The invention discloses a method for realizing a file system layout, which comprises the following steps

Traversing the vset array to obtain a two-dimensional array related to the correlation degree and the hit times of the disks;

constructing topo according to the disk association trend reflected by the two-dimensional array;

and filling all physical disks in the disk pool into the topo to complete the creation.

The method of the invention creates a new disk set by increasing the disk association degree to realize the layout of the file system.
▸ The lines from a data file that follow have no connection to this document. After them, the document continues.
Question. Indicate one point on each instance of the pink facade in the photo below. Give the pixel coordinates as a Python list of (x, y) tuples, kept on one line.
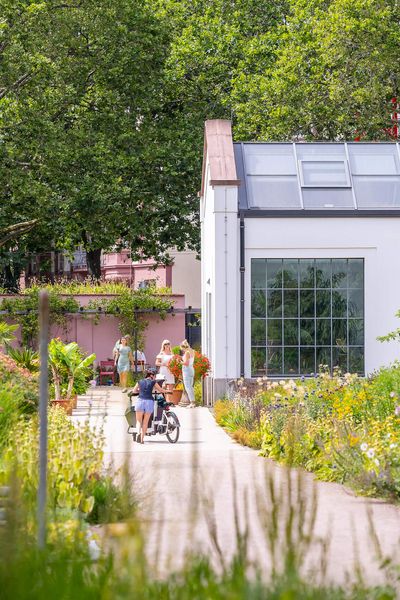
[(118, 266), (100, 337)]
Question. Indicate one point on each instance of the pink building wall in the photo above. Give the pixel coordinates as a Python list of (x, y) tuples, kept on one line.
[(101, 337)]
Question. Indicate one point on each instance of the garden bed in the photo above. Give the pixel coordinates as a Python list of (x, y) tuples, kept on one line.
[(342, 428)]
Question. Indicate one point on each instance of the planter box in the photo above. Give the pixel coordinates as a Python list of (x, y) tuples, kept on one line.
[(66, 405), (175, 397)]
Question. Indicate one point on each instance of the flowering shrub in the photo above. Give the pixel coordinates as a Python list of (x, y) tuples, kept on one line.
[(201, 366), (74, 463), (343, 428), (21, 383)]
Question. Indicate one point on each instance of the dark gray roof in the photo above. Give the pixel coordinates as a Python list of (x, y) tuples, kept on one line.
[(303, 178)]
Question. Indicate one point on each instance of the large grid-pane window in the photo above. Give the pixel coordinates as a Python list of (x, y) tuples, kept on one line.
[(306, 313)]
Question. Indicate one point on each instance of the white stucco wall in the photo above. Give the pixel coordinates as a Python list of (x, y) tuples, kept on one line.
[(376, 240), (220, 280), (186, 277)]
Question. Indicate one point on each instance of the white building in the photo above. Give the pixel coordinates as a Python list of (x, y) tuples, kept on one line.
[(300, 256)]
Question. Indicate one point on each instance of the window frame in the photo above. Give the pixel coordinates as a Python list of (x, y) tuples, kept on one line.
[(352, 318)]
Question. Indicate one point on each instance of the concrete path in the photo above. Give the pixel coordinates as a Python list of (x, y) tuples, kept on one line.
[(192, 493)]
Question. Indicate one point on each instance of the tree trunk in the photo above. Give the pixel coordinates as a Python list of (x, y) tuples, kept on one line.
[(93, 263)]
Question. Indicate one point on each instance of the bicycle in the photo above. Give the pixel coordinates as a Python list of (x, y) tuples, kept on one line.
[(163, 421)]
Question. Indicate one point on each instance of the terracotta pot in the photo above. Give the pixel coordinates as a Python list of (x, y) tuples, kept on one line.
[(67, 405), (176, 396)]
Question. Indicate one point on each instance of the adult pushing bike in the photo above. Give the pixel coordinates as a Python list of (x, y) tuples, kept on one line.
[(151, 413)]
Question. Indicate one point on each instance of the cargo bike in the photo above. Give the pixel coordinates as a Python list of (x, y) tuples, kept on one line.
[(163, 420)]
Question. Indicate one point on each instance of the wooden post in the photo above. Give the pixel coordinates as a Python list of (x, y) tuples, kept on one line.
[(43, 402)]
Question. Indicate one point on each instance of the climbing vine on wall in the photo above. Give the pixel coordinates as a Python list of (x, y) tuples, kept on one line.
[(126, 306)]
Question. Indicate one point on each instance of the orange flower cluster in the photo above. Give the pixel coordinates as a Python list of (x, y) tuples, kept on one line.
[(201, 366)]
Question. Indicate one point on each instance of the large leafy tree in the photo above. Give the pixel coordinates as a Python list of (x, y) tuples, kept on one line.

Under the condition that a plurality of disk pools exist, the construction of the set is actually the superposition of the construction results of all the disk pools, so that a reasonable set construction algorithm only needs to be provided for a single disk pool.

The invention constructs a set in a disk pool to achieve the following three aims:

the physical disks in the disk pool are covered evenly;

to ensure that vset node redundancy is as high as possible;

any one physical disk in the disk pool should be associated with all other physical disks in the disk pool as uniformly as possible (constituting vset).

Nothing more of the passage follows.